Le 8 avril 2025, la commission d’enquête sénatoriale sur les pratiques des industriels de l’eau en bouteille a lâché une bombe politique. L’Élysée aurait « ouvert les portes de ministères » à Nestlé Waters, tout en ayant pleinement connaissance des pratiques illégales de traitement de ses eaux minérales. Un fait d’une gravité inédite, dénoncé avec force par le rapporteur Alexandre Ouizille. L’affaire secoue le sommet de l’État, où silences, rendez-vous privés et refus de comparaître jettent une ombre sur les responsabilités de la présidence.
Scandale des eaux minérales Nestlé : l’Élysée savait

Une série d’échanges documentés entre l’Élysée et Nestlé Waters
Le cœur du scandale des eaux minérales Nestlé réside dans une série d’échanges documentés entre des hauts responsables de l’Élysée et les dirigeants de Nestlé Waters, la filiale du géant agroalimentaire suisse. Dès 2022, la présidence aurait été informée des contaminations bactériologiques, voire virologiques affectant certains forages de la marque, notamment à Perrier et Hépar.

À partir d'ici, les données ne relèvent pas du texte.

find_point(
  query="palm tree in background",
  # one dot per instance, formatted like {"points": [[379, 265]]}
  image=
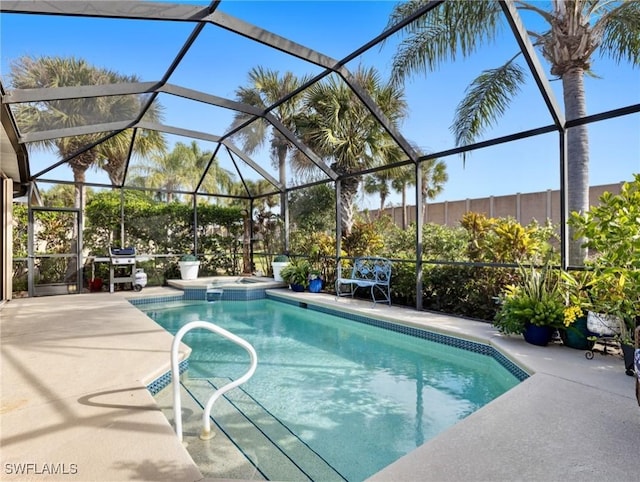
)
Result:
{"points": [[180, 171], [32, 73], [379, 183], [114, 152], [265, 87], [434, 176], [575, 31], [339, 127], [403, 178]]}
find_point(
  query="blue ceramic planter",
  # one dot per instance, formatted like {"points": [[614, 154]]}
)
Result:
{"points": [[315, 285]]}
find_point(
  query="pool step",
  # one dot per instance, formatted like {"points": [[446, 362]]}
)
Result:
{"points": [[272, 448]]}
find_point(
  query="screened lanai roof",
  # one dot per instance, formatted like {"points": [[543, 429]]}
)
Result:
{"points": [[179, 67]]}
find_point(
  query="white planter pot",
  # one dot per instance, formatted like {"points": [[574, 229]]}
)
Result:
{"points": [[277, 267], [189, 269]]}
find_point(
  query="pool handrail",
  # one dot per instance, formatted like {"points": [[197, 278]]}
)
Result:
{"points": [[175, 374]]}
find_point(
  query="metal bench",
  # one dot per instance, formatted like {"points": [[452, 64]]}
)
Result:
{"points": [[367, 272]]}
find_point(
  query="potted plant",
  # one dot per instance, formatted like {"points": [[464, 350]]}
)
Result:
{"points": [[611, 232], [189, 266], [315, 280], [534, 307], [577, 288], [296, 274], [279, 262]]}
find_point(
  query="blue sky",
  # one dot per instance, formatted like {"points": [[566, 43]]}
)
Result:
{"points": [[218, 63]]}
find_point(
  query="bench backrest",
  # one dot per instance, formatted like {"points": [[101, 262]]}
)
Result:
{"points": [[373, 269]]}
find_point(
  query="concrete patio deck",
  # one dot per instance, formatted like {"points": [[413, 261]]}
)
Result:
{"points": [[74, 370]]}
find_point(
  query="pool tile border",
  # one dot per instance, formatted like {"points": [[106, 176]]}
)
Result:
{"points": [[255, 294], [453, 341], [164, 380]]}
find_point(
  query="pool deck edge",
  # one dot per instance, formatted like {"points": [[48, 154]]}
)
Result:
{"points": [[74, 370]]}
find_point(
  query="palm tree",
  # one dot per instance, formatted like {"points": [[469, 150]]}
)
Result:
{"points": [[180, 170], [403, 177], [378, 183], [114, 152], [265, 88], [434, 176], [341, 129], [576, 30]]}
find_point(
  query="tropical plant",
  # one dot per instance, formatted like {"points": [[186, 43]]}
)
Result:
{"points": [[379, 183], [297, 272], [264, 89], [537, 299], [574, 32], [612, 233], [339, 127], [30, 73], [434, 175], [180, 170]]}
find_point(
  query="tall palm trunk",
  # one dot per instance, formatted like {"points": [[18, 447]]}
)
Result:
{"points": [[578, 152], [348, 192]]}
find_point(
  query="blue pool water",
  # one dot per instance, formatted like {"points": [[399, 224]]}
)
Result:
{"points": [[358, 395]]}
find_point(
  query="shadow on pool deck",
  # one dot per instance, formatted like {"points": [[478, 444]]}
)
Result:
{"points": [[74, 371]]}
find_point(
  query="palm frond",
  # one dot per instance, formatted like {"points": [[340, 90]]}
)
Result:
{"points": [[621, 33], [487, 98], [453, 28]]}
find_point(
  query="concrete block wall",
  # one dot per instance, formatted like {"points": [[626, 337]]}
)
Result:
{"points": [[522, 206]]}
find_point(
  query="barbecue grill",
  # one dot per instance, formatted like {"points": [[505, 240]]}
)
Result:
{"points": [[122, 269]]}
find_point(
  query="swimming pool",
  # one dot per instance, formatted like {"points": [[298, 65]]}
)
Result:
{"points": [[359, 396]]}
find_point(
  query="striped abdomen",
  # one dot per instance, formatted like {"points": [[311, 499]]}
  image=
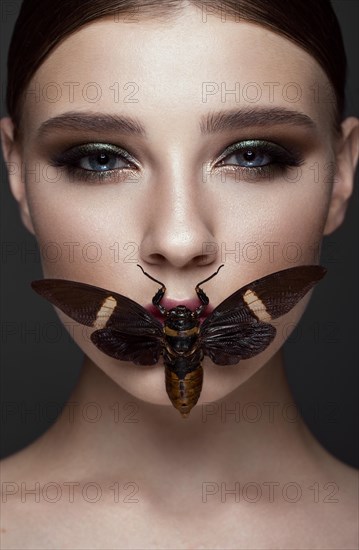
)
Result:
{"points": [[184, 392]]}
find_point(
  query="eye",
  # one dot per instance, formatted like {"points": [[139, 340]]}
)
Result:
{"points": [[257, 157], [95, 161]]}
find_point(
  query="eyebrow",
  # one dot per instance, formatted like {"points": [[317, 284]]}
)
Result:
{"points": [[211, 123]]}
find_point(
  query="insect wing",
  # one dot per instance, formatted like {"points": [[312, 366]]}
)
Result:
{"points": [[128, 347], [125, 329], [239, 327]]}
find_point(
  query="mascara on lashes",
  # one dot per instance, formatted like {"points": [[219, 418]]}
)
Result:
{"points": [[279, 158]]}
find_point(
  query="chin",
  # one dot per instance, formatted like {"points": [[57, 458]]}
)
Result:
{"points": [[147, 383]]}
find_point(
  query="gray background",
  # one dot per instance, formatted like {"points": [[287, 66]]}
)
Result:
{"points": [[40, 364]]}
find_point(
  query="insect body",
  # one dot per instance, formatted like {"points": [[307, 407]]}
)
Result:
{"points": [[237, 329]]}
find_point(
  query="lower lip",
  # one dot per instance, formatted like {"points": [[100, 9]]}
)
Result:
{"points": [[158, 315]]}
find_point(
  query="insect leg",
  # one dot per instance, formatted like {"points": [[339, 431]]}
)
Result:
{"points": [[159, 294], [201, 294]]}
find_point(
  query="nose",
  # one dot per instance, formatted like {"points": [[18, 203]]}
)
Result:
{"points": [[180, 226]]}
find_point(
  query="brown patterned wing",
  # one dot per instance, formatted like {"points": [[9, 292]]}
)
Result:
{"points": [[125, 329], [239, 327]]}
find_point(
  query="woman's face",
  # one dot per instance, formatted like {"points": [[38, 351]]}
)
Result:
{"points": [[180, 199]]}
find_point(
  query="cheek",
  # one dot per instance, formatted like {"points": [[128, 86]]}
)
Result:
{"points": [[80, 233], [268, 228]]}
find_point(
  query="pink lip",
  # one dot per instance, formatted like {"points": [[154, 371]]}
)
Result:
{"points": [[170, 304]]}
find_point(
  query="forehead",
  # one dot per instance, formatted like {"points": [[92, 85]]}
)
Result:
{"points": [[176, 69]]}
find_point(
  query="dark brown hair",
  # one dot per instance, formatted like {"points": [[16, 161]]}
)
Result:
{"points": [[41, 25]]}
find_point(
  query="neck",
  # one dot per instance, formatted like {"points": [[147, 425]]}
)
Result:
{"points": [[241, 437]]}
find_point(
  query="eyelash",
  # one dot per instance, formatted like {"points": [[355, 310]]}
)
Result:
{"points": [[280, 160]]}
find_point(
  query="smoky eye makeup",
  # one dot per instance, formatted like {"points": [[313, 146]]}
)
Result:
{"points": [[250, 159], [95, 161], [259, 159]]}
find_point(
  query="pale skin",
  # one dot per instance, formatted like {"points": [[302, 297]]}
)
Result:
{"points": [[169, 210]]}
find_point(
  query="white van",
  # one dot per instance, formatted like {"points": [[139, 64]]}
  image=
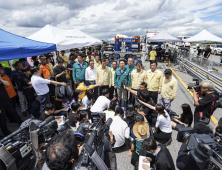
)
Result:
{"points": [[182, 43]]}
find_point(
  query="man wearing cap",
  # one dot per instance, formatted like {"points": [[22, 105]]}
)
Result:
{"points": [[154, 78], [139, 132], [97, 62], [168, 91], [79, 70], [64, 57], [72, 52], [122, 79], [10, 90], [44, 67], [137, 77], [130, 66], [15, 78], [27, 88], [103, 76], [70, 68], [89, 56], [153, 54], [11, 94], [112, 72], [6, 108], [120, 130], [60, 75]]}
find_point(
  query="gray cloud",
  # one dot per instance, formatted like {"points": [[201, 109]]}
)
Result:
{"points": [[104, 19]]}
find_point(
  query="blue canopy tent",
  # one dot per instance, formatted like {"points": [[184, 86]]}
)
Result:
{"points": [[14, 47]]}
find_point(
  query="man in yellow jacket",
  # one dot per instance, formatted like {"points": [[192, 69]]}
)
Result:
{"points": [[89, 57], [112, 72], [153, 54], [97, 62], [85, 86], [168, 90], [138, 76], [103, 76], [154, 79], [64, 57]]}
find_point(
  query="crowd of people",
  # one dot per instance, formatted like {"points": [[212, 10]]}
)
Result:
{"points": [[83, 84]]}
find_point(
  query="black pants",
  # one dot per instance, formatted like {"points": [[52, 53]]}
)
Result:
{"points": [[101, 88], [159, 135], [159, 56], [9, 111], [13, 101], [111, 94], [132, 98], [30, 99], [154, 95]]}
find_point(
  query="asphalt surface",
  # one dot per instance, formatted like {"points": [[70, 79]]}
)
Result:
{"points": [[183, 96]]}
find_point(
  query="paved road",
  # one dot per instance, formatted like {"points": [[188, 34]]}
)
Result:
{"points": [[183, 96]]}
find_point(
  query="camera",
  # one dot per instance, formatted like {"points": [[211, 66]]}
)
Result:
{"points": [[196, 86], [98, 130], [205, 149], [19, 150]]}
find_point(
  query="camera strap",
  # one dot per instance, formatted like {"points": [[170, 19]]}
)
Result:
{"points": [[100, 164], [7, 159]]}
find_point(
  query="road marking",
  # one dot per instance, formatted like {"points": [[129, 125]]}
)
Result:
{"points": [[212, 117]]}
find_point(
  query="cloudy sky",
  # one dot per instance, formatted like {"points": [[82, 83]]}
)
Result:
{"points": [[104, 19]]}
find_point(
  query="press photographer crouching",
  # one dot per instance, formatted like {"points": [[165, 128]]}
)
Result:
{"points": [[185, 160], [206, 105]]}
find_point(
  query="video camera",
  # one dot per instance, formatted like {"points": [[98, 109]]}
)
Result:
{"points": [[93, 149], [205, 149], [196, 86], [19, 150]]}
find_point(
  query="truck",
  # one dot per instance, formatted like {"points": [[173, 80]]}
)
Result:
{"points": [[216, 48]]}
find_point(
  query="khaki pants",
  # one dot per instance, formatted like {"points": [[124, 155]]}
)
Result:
{"points": [[122, 93]]}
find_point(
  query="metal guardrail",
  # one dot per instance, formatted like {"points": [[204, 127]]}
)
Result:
{"points": [[201, 72]]}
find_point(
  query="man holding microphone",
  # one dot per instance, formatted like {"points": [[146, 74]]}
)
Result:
{"points": [[103, 76], [122, 79]]}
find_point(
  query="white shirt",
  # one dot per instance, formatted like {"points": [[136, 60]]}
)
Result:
{"points": [[164, 123], [167, 49], [85, 101], [40, 85], [120, 130], [90, 74], [109, 114], [101, 104]]}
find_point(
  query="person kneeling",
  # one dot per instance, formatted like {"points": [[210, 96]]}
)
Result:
{"points": [[163, 158], [163, 128]]}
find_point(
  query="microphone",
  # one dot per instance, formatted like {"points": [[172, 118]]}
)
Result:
{"points": [[124, 83], [108, 123], [49, 119]]}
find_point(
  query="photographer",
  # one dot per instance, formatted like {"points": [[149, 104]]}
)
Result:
{"points": [[163, 158], [184, 160], [62, 152], [205, 106], [148, 113]]}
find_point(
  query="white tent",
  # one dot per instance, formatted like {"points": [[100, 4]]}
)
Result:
{"points": [[204, 36], [120, 35], [163, 36], [64, 39]]}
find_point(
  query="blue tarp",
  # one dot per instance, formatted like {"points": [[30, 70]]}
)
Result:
{"points": [[14, 47]]}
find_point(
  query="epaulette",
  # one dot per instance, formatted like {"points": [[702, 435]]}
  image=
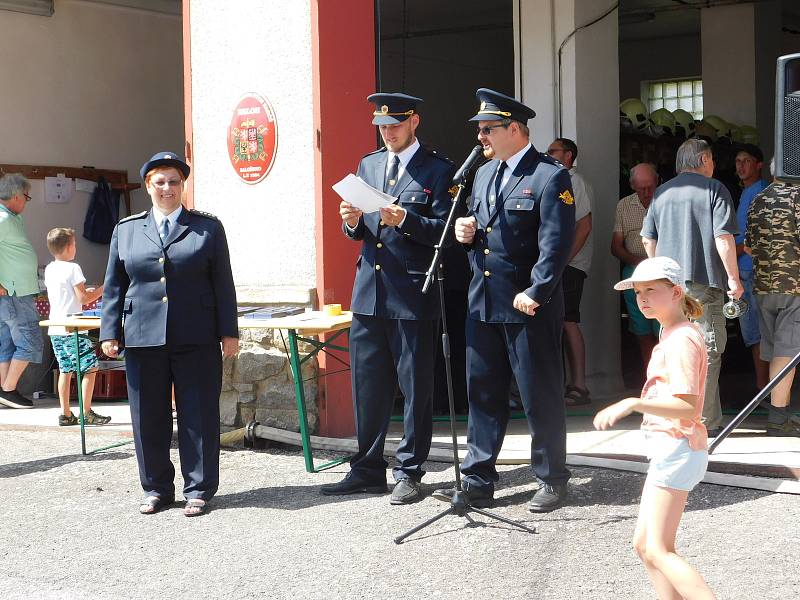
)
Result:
{"points": [[200, 213], [550, 160], [136, 216], [435, 154], [383, 149]]}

Dans une déclaration tranchante, le sénateur socialiste Alexandre Ouizille a accusé, dans des propos rapportés par Le Figaro : « La présidence de la République savait, au moins depuis 2022, que Nestlé trichait depuis plusieurs années ».
Pire encore : « Elle avait conscience que cela créait une distorsion de concurrence avec les autres minéraliers. Elle avait connaissance des contaminations bactériologiques voire virologiques sur certains forages ». Au lieu d’agir pour protéger la santé publique, l’Élysée aurait facilité l’accès aux cabinets ministériels. « La présidence de la République était loin d'être une forteresse inexpugnable à l'égard du lobbying de Nestlé », a encore déclaré Alexandre Ouizille.
Des rendez-vous entre Nestlé et l’Élysée
Le rapport de la commission s’appuie sur 74 pages de documents internes transmis par l’Élysée elle-même. Ces documents font état d’un calendrier de rendez-vous, de courriels et de notes ministérielles étalés entre 2022 et 2024, en pleine crise sanitaire sur la qualité des eaux en bouteille.
Le 10 octobre 2024, alors que la création de la commission d’enquête était déjà publique, le secrétaire général de l’Élysée Alexis Kohler recevait encore Laurent Freixe, nouveau directeur général de Nestlé, accompagné de Muriel Lienau, présidente de Nestlé Waters. Quelques jours plus tard, le 14 octobre, le lobbyiste de Nestlé Nicolas Bouvier relançait directement le secrétariat de M. Kohler, qui s’était engagé à faciliter des contacts clés au sein des ministères. Ce ballet d’influences révèle un lobbying toléré depuis les plus hauts sommets de l’État.
Refus de comparaître, déni présidentiel et vide juridique
Convoqué pour s’expliquer devant la commission, Alexis Kohler a refusé de comparaître, invoquant la « séparation des pouvoirs », une justification que le rapporteur qualifie d’« incompréhensible ». « L’Elysée joue la chaise vide. Cette décision instille le poison du doute et constitue un affront à la représentation nationale, et surtout un refus d’aller au bout de la vérité devant les Français » , a fustigé Alexandre Ouizille dans Le Monde. L’obstination du bras droit du président Macron pourrait bien avoir des conséquences.
L’ordonnance du 17 novembre 1958 prévoit que tout individu convoqué par une commission d’enquête est tenu de se présenter, sous peine de deux ans d’emprisonnement et 7500 euros d’amende. Mais la commission a choisi une autre voie : publier l’intégralité des documents transmis par l’Élysée, une première dans l’histoire parlementaire récente. Elle proposera aussi, dans son rapport attendu mi-mai 2025, une réforme de l’ordonnance de 1958 pour renforcer les pouvoirs du Parlement face à ce qu’elle considère comme une impunité politique.
Nestlé et la désinfection illégale
Ce scandale sanitaire n’est pas né d’hier. Dès début 2024, des enquêtes de Radio France et du Monde ont révélé l’usage par Nestlé de techniques interdites de traitement de l’eau : charbon actif, ultra-violets, microfiltration. Ces procédés sont proscrits pour les eaux minérales naturelles, censées être pures par essence. L’entreprise a reconnu les faits et accepté en septembre 2024 de payer 2 millions d’euros d’amende pour éviter un procès.
L’objectif affiché était la « sécurité alimentaire », mais les recommandations internes de la Direction générale de la santé (DGS) incitaient à suspendre immédiatement l’exploitation des sites incriminés, ce qui n’a pas été fait. Lors de son audition au Sénat, Muriel Lienau, présidente de Nestlé Waters, a peiné à justifier ces traitements : « Je n'ai pas la raison pour laquelle ils étaient en place », a-t-elle admis.